I've been told that I'm arrogant. It's really pissing me off. All that effort I'm trying to take to behave "nice", and still nothing? Maybe I shouldn't give a fuck about it, and then they'll know what arrogant is. Won't be a pleasant experience though.
I'm always trying to be polite and respectful, even if I think certain people do not deserve it. It's just not the "please let me lick your feet" - kind of politeness, which I despise. I even try to smile if possible, not trying to invade the personal 'aura' of anybody while still keeping contact, isn't that the basic rule for social interactions? That makes me aloof at best, but why is that impolite or arrogant? Heck, I'm very direct and teasing with my friends.

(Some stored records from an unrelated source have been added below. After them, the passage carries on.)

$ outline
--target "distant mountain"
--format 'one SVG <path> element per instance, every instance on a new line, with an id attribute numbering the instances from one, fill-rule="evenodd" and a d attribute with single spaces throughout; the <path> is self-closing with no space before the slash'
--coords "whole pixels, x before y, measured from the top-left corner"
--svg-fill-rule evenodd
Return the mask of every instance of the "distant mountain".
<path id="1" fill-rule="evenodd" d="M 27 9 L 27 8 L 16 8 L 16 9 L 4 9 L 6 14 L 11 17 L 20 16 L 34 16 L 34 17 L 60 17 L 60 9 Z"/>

I've noticed that I walk straight and with my head held relatively high, but that's just what is convenient for me. I've heard it was "majestic" as a positive note, and "prideful" as a negative one. I'm not trying to be either, really, and I don't understand why this would be a sign of arrogance. What arrogance, what the fuck? Should I crawl? Does that makes me friendly and humble? I always say "thanks" even if there is nothing to be thankful for, and I always greet people from afar if I spoke with them once or twice, while they usually don't give two shits about me and don't even take the trouble to say "hello" if we're only acquainted. Still, they are the "nice" people, how come it's always me who's the "arrogant bastard"?